Vi2CLR: Video and Image for Visual Contrastive Learning of Representation

Ali Diba, Vivek Sharma, Reza Safdari, Dariush Lotfi, M. Saquib Sarfraz, Rainer Stiefelhagen, Luc Van Gool

65 citations

Abstract

In this paper, we introduce a novel self-supervised visual representation learning method which understands both images and videos in a joint learning fashion. The proposed neural network architecture and objectives are designed to obtain two different Convolutional Neural Networks for solving visual recognition tasks in the domain of videos and images. Our method called Video/Image for Visual Contrastive Learning of Representation(Vi 2 CLR) uses unlabeled videos to exploit dynamic and static visual cues for self-supervised and instances similarity/dissimilarity learning. Vi 2 CLR optimization pipeline consists of visual clustering part and representation learning based on groups of similar positive instances within a cluster and negative ones from other clusters and learning visual clusters and their distances.
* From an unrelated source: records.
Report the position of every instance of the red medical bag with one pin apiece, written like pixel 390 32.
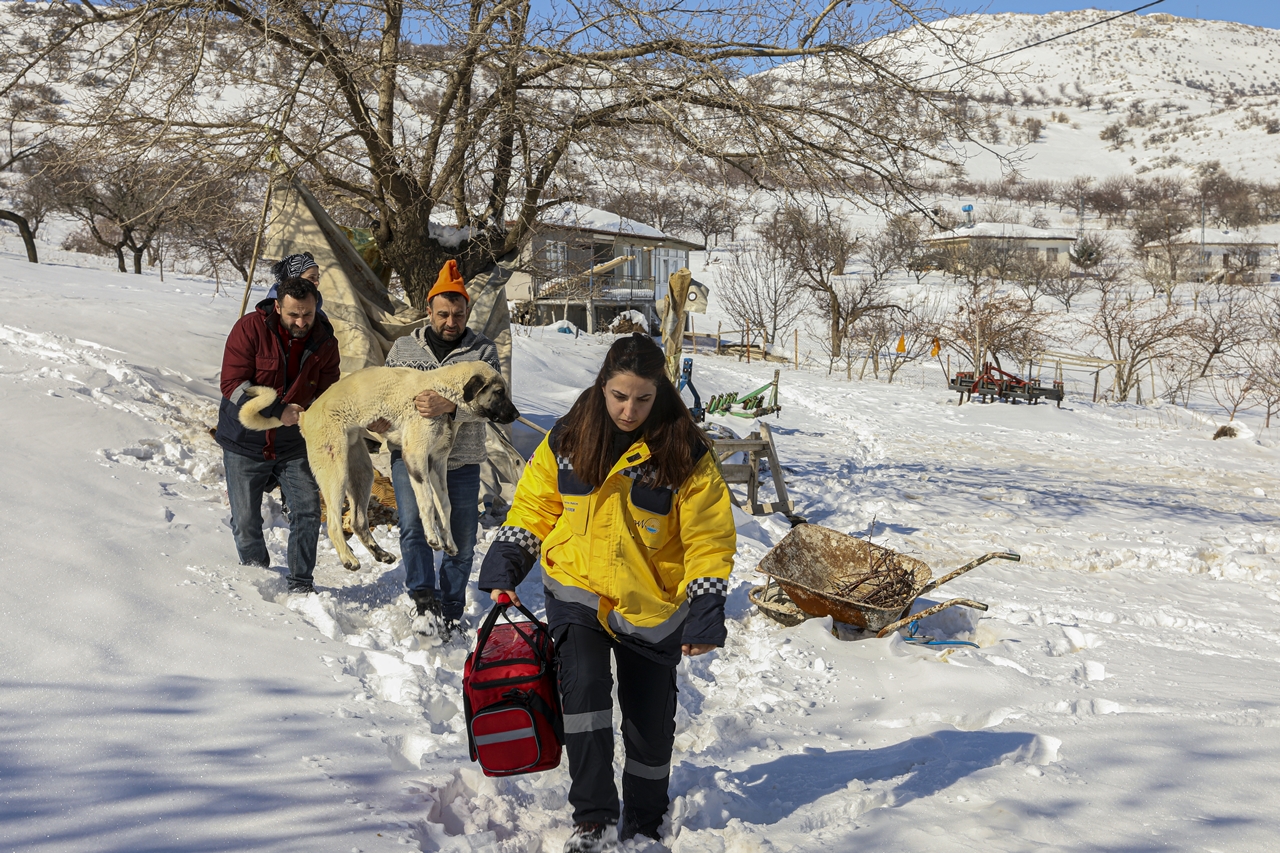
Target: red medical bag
pixel 515 724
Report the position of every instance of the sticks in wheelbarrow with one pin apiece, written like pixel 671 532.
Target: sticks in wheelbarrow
pixel 928 611
pixel 973 564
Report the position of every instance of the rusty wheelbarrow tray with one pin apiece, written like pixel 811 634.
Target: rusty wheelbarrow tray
pixel 826 573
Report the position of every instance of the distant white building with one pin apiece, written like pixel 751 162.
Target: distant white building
pixel 1037 242
pixel 593 264
pixel 1221 252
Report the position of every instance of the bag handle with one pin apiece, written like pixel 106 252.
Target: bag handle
pixel 499 609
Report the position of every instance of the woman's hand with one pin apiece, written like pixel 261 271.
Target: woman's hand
pixel 433 405
pixel 508 593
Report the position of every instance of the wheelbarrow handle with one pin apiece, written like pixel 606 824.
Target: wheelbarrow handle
pixel 972 564
pixel 928 611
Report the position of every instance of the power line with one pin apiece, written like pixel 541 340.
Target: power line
pixel 1042 41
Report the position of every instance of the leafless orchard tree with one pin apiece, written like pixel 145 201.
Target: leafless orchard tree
pixel 993 323
pixel 915 328
pixel 123 201
pixel 21 144
pixel 1264 360
pixel 470 110
pixel 1134 332
pixel 1234 387
pixel 1226 319
pixel 819 245
pixel 220 229
pixel 758 288
pixel 1164 261
pixel 1037 276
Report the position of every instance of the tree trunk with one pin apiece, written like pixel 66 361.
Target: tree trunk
pixel 417 256
pixel 28 240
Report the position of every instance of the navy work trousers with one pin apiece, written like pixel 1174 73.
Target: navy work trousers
pixel 647 692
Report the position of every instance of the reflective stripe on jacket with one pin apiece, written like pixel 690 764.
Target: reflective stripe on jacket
pixel 643 559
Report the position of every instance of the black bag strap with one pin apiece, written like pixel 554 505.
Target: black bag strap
pixel 557 720
pixel 499 609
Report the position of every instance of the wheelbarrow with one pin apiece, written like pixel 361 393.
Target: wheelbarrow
pixel 817 571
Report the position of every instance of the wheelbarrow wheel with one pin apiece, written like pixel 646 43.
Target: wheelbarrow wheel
pixel 775 603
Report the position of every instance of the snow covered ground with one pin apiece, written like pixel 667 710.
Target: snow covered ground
pixel 159 697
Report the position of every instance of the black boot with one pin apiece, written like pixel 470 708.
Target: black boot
pixel 593 838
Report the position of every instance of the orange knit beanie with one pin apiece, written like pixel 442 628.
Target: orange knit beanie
pixel 449 281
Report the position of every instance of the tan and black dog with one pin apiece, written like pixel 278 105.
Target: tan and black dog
pixel 334 424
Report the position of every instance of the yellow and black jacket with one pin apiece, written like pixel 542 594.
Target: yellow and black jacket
pixel 649 565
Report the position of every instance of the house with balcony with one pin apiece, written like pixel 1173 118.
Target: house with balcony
pixel 1217 255
pixel 588 265
pixel 1043 243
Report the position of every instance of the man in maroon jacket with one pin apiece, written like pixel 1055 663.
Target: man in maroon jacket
pixel 286 343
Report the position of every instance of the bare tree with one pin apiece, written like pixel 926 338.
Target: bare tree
pixel 470 110
pixel 1225 320
pixel 920 329
pixel 711 215
pixel 1234 388
pixel 1165 259
pixel 122 200
pixel 1264 360
pixel 758 288
pixel 992 323
pixel 819 247
pixel 1134 332
pixel 222 229
pixel 19 146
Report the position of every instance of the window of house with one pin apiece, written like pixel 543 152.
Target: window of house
pixel 554 256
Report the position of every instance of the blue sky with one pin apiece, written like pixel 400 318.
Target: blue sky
pixel 1260 13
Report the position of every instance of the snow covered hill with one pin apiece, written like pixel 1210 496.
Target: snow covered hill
pixel 159 697
pixel 1185 91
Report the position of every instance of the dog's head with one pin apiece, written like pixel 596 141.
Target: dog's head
pixel 487 393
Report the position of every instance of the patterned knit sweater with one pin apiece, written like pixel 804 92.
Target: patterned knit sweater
pixel 412 351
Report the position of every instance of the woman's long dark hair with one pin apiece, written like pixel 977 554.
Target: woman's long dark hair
pixel 586 430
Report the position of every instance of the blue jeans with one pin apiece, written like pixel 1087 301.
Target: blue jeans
pixel 246 478
pixel 417 556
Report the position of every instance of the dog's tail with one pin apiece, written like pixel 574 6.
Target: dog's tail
pixel 251 413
We show how a joint self-supervised visual clustering and instance similarity learning with 2D (image) and 3D (video) CovNet encoders yields such robust and near to supervised learning performance. We extensively evaluate the method on downstream tasks like large scale action recognition, image and object classification on datasets like Kinetics, ImageNet, Pascal VOC'07 and UCF101 and achieve outstanding results compared to state-of-the-art self-supervised methods.